Formé par le bassiste Danny Marcombe et le batteur Didier Lamarque, tous deux alors en provenance du groupe Uppsala [1], Post Image avait jusqu’à présent publié six albums [i] et connu différentes évolutions de personnel en maintenant tendu le fil d’une musique qu’on affiliera volontiers au jazz rock, certes, mais celui qu’enfanta Miles Davis à la fin des années 60, car elle se nourrit à la fois de la liberté du premier et de l’énergie du second. Une inspiration qui sait s’ouvrir aussi à une world music jamais insipide. On évoque ici ou là l’idée d’ethno-électro-jazz, à utiliser avec prudence tant elle pourrait évoquer un fourre-tout sans grande personnalité, bien loin de la chaleur du groupe. En effet, il faut plutôt penser ici à une quête lyrique où l’immobilité n’est pas de mise ; un capital artistique et esthétique que le groupe a su faire fructifier durant toutes ces années par de nombreux concerts à travers la France et quelques rencontres fructueuses, comme celle du saxophoniste Alain Debiossat, membre de Sixun. Pour mémoire, on se rappellera aussi la contribution de Post Image aux deux hommages rendus il y a quelques années à la musique de Christian Vander, Hamtaï ! et Hür !, à l’initiative du passionné Alain Juliac, récemment disparu.

Groupe discret et néanmoins actif depuis sa création, Post Image mérite bien d’être mis en lumière aujourd’hui et cette double publication constitue un excellent moyen de souligner ses qualités. De la formation originelle ne subsistent que Danny Marcombe, Freddy Buzon et Patricio Lameira, auxquels se sont joints Jean-Christophe Jacques en 1998 et, plus récemment, Éric Perez, Frédéric Feugas et Patrice Cazals (ingénieur du son) depuis 2006. Mais l’esprit est là, non seulement par l’implication intacte de son trio fondateur, mais aussi parce que Post Image se veut un groupe participatif où chacun compose et s’implique avec une égale intensité. Comme un principe actif de son existence.

Deux disques, donc, publiés chez Mosaic Music, au format court (à peine plus de trente minutes) où il faut peut-être voir une façon de densifier le propos. Le premier, Mandragore, présente le groupe sous son jour classique.
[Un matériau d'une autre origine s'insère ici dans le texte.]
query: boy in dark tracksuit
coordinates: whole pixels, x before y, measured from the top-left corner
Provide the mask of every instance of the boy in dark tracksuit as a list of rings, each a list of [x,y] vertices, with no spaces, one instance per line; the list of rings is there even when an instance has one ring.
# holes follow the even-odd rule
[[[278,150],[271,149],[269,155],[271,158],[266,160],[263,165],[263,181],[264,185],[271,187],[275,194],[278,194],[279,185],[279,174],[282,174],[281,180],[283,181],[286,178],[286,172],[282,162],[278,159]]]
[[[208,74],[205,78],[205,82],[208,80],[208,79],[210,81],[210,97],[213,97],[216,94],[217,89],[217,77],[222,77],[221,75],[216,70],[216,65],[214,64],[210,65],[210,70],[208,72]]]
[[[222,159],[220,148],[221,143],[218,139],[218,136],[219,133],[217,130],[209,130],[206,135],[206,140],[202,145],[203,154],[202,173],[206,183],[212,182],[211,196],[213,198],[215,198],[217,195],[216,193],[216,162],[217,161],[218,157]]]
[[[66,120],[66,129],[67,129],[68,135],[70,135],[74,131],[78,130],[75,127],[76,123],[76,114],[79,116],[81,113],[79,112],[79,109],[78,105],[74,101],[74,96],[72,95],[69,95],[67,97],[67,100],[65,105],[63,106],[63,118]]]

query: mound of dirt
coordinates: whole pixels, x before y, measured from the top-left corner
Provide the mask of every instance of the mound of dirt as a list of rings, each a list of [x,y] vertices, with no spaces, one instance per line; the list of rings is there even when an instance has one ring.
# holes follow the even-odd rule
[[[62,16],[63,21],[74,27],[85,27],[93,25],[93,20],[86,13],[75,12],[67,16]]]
On sent encore à quel point la bande à Danny continue de goûter, grâce notamment à Freddy Buzon, le breuvage du Miles électrique et de ses descendants tels que Weather Report [2] (« Carpe Diem »), mais aussi les aspirations mélodiques qui font tout le charme complexe des Anglais de Hatfield & The North ou National Health. Le chant de Patricio Lameira n’est d’ailleurs pas sans rappeler celui d’un Richard Sinclair (« Nocdiurne »), et sa guitare se glisse aussi volontiers dans les pas de Pat Metheny, références que Post Image ne reniera certainement pas. Les claviers de Frédéric Feugas contribuent quant à eux à l’installation d’un climat plus électro-jazz. Mention spéciale à la basse de Marcombe qui sait aussi gronder façon Jannick Top (comme sur le très davisien « The One »). Il se dégage de cette musique un sentiment d’apaisement souriant, aérien, parfaitement servi par des arrangements très ciselés et fluides, dans une cohésion que le groupe a su se forger au fil de l’expérience ! Telle est l’esthétique de Post Image, alliant lyrisme, pulsation et élégance mélodique.
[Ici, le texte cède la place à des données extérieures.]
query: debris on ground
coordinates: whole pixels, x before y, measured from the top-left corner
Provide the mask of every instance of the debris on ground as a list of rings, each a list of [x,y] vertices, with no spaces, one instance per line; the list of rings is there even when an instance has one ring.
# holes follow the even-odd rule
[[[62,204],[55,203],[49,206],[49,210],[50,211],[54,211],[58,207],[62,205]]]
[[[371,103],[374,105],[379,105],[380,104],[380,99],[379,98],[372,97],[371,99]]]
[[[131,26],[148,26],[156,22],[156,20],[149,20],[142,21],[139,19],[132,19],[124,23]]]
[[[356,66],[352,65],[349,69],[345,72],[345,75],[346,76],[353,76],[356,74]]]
Danny Marcombe apprécie le chanteur, compositeur et bassiste gallois John Greaves depuis l’époque lointaine où il était membre de Henry Cow. Cette formation qui confinait parfois au happening comptait aussi dans ses rangs quelques agitateurs de premier plan comme le guitariste Fred Frith ou le batteur Chris Cutler. Henry Cow, c’était une certaine idée de la subversion, mise en évidence par des enregistrements (devenus des classiques) auréolés d’une imprévisible folie dadaïste : Unrest, In Praise of Learning ou Legend, par exemple, et les mémorables chaussettes ornant leur pochette. John Greaves a également joué avec Peter Blegvad (Slapp Happy), National Health, Robert Wyatt, Michael Mantler, Soft Heap, Sophia Domancich… ; à son actif, une quinzaine d’albums dont un des plus récents, Greaves Verlaine, est chanté en français [3]. L’univers de Greaves, onirique et nimbé de mélancolie, nous conte une longue page de l’histoire de la musique anglaise des dernières décennies.
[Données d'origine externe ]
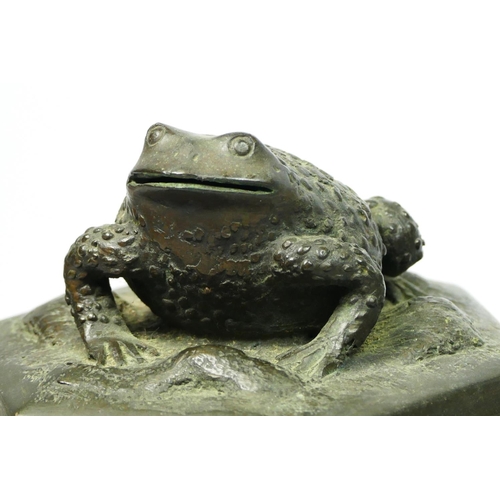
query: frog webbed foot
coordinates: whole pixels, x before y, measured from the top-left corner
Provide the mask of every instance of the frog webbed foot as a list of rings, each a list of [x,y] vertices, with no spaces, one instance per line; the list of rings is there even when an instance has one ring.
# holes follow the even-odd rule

Voici donc aujourd’hui In An English Garden, fruit de la rencontre entre nos Bordelais et le plus français des Gallois ! L’histoire remonte à janvier 2010, lorsque les musiciens de Post Image rencontrent Greaves à l’occasion d’une résidence en Aquitaine. Un travail en commun qui aboutit à un premier concert, puis un second, quelques mois plus tard. L’idée d’un disque n’allait pas tarder à germer dans les esprits : voici le résultat. Six compositions, six ballades au charme singulier. Charlie Chaplin et Nick Drake sont convoqués, Greaves reprend deux compositions nées de sa collaboration avec Peter Blegvad, et met aussi des mots sur une musique composée par Feugas. Sa voix chaude et rauque n’est pas celle d’un crooner sexagénaire, loin s’en faut : elle véhicule plutôt une intrigante part d’intranquillité, un début de vertige doux-amer d’où émane le sentiment d’une dérive flottante. Mais l’empreinte très marquée de son univers sur ce jardin anglais n’efface pas pour autant la présence du groupe, qui y insuffle son lyrisme coutumier. Car cette union est tout sauf une superposition ; c’est un vrai travail collectif, résultat d’une volonté commune : dépasser les genres et imaginer un ailleurs poétique et sensible, en toute harmonie, atteindre un équilibre parfois instable : « La collaboration avec John Greaves s’est faite très naturellement, très simplement. Nous parlons le même langage musical ». Un monde à part se dessine, quelque part entre jazz et chanson. En toute élégance, dans un hommage amoureux à la musique anglaise.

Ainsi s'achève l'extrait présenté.